On other fronts, Jejurikar said the company was gearing up for the launch of the Scorpio-N and admitted that it will try and improve its forecasting model for the vehicle given that in the case of the XUV700, the company had not anticipated that the demand would be so hugely skewed towards the latter’s top-end variants.
He also said that Mahindra was anticipating a waiting period for the all-new Scorpio, even as it will invest in ramping up capacity to cater to the demand for the XUV700. The XUV700 is manufactured at Chakan, Maharashtra with a production of 5,000 odd units which the company want to ramp up in order to lower its current 19-24 month waiting period. Jejurikar said the company was receiving in the region of 9500 bookings per month for this “blockbuster” product, and just 10-12 percent have cancelled their bookings. Mahindra is also launching its electric XUV300 in the first quarter of calendar 2023 which will be a 4.2 metre SUV.
Jejurikar in his initial remarks also dwelt on the challenges of the last year which he said were rural distress thanks to reduction in government spending, and the unfair terms of trade of farmers. Yet, he said the company had recorded its highest PBIT for the farm segment in the last fiscal. Other challenges or “brakes” as he described them were the supply chain issues which the company is working on assiduously to develop alternative sources, as well as commodity inflation. Overall, there will be uncertainty in fiscal 2023, he added.

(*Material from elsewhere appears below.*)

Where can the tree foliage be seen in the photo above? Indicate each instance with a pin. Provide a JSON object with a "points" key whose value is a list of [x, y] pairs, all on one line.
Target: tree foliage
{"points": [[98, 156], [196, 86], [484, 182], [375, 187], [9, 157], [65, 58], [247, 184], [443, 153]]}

In his remarks, Manoj Bhat, CFO, said the company has budgeted an amount of Rs 2500 in partnering and monitoring business, and had so far spent Rs 500 crore.
For both sector including Auto and FES, Bhat said the company was pleased with its overall performance which has seen a 29 percent increase in revenues for both verticals. He added that the three-wheeler electric business in which the company has a 43 percent share is at an inflection point.
In the FES segment, the company recorded a 66 percent increase in tractor exports with South Africa being the latest destination for its products. Jejurikar also added that the company is working on an electric tractor which will be mainly targeted at overseas market and have a limited number of applications. The local market in India is not a part of this endeavour, he said. Overall, the company wants to continue to build the momentum in exports and build an AG Tech platform on Krish-e.
With regard to its commitments going forward,Mahindra & Mahindra said it is expecting a revenues CAGR of 25 percent till 2025. Continued leadership in the LCV segment for under 3.5 tones, lower costs as a percentage of revenues by 3 percent year-on-year which is on track, and to grow its market share in tractors.